Arriving in the U.S. in 1974, Packer conceived of starting a theater company to combine “the power suits of British actors and American actors: the spoken word and the physical body.”
That year, she received a one-year grant from the CBS Foundation and the Ford Foundation to form an experimental theater company of British and American Shakespearean actors. She named it after a bookstore of the same name that she had frequented while living briefly in Paris.
But it didn’t take off, and after the initial funding ran out, Packer restarted it in Lenox.
"What happened was my whole thinking really took off when I got to America," she told The Eagle in 1978 as the troupe set up shop in cramped quarters at The Mount, the estate where Edith Wharton lived from 1902 to 1911. "The openness of mind and the Americans’ willingness to experiment was exciting,” Packer said.
The first performances she directed were staged outdoors, including a memorable “A Midsummer Night’s Dream,” and then moved into The Stables while Wharton’s mansion was undergoing restoration.
Packer’s productions gained favorable attention in New York City and in Boston, where author Helen Epstein published a book, “The Companies She Keeps: Tina Packer Builds A Theater,” and public TV station WGBH aired a documentary about her.
In the Boston area, she directed "Hamlet” at North Shore Music Theatre, set in West Africa and performed by a predominantly Black American cast.
Seeking a more spacious setting and ownership rather than tenancy following acrimony with The Mount’s leadership that led to the company’s eviction in 2000, Packer purchased a sprawling campus on Kemble Street.
At the time, it was 63 acres with 22 buildings that had hosted the ill-fated National Music Foundation and earlier, The Bible Speaks religious organization.
The $4.1 million purchase price included a $3 million mortgage, part of ballooning debts that topped out at $10 million in 2009. A gala in 2012 celebrated the end of a fundraising campaign that raised $6 million.

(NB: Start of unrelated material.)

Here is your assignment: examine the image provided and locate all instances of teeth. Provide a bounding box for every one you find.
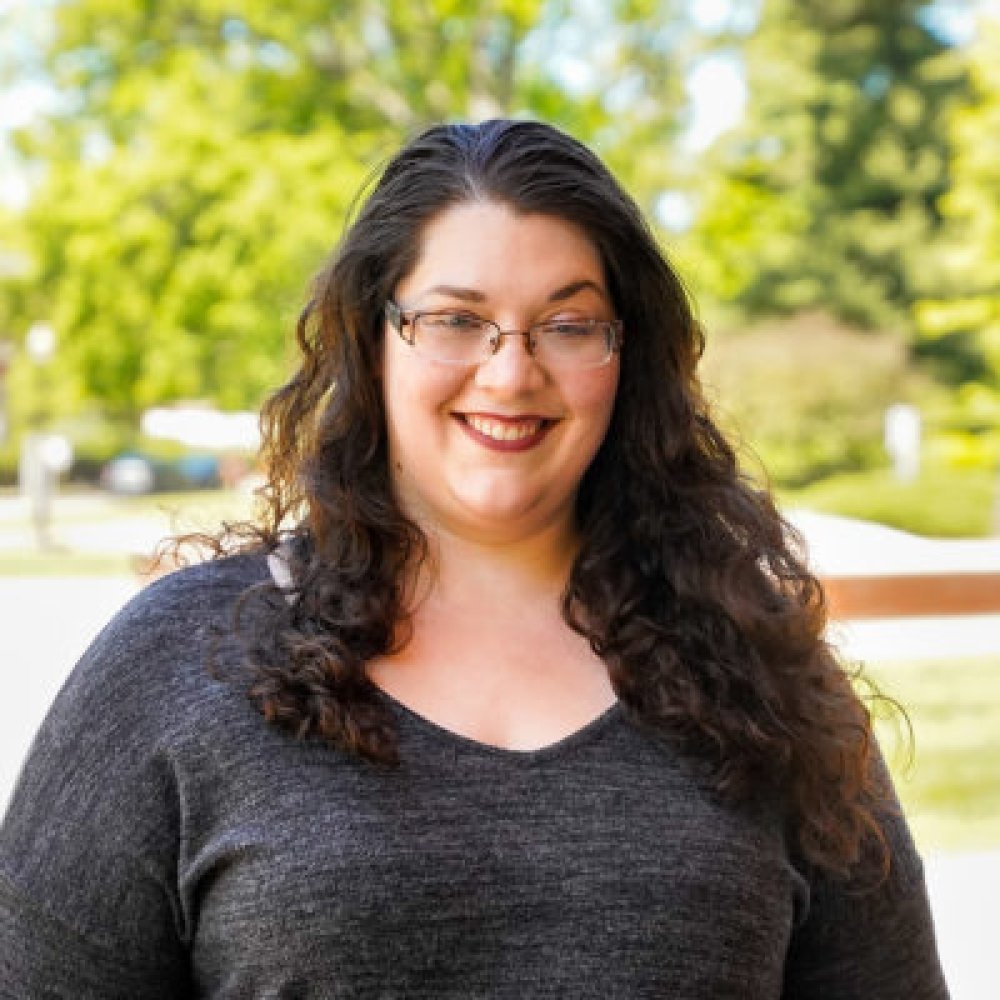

Packer maintained an active career in her native land as an associate artist with the Royal Shakespeare Company. She performed at multiple theaters in London, Glasgow, Edinburgh, and other regional sites.
Her 2015 book “Women of Will: The Feminine in Shakespeare’s Plays” was based on the two-person. five-part play she wrote and performed in during tours of the U.S. and abroad.
The book and performance piece represented “a vision that completed the arc of Shakespeare’s maturation as an artist and, at the same time, signified a triumph of the feminine and imaginative spirit,” according to a laudatory review in The New York Times.
Packer is survived by her son, actor Martin Jason Asprey, from her first marriage to actor-photographer Laurie Asprey in 1962. They divorced 20 years later.
In 1998, she married her long-time partner Dennis Krausnick, a former Jesuit priest who became an actor, director, writer and educator as well as a co-founder of Shakespeare & Company, who died in 2018.
She received the state’s prestigious Commonwealth Award in 2000. The recipient of six honorary degrees, she won a Parents’ Gold Medal Award for her children’s book, “Tales from Shakespeare.”
"Her indelible creativity will be carried forward by countless artists, students, colleagues, admirers, and friends, and her influence on the world of Shakespeare will be enduring," Shakespeare & Company’s statement concluded.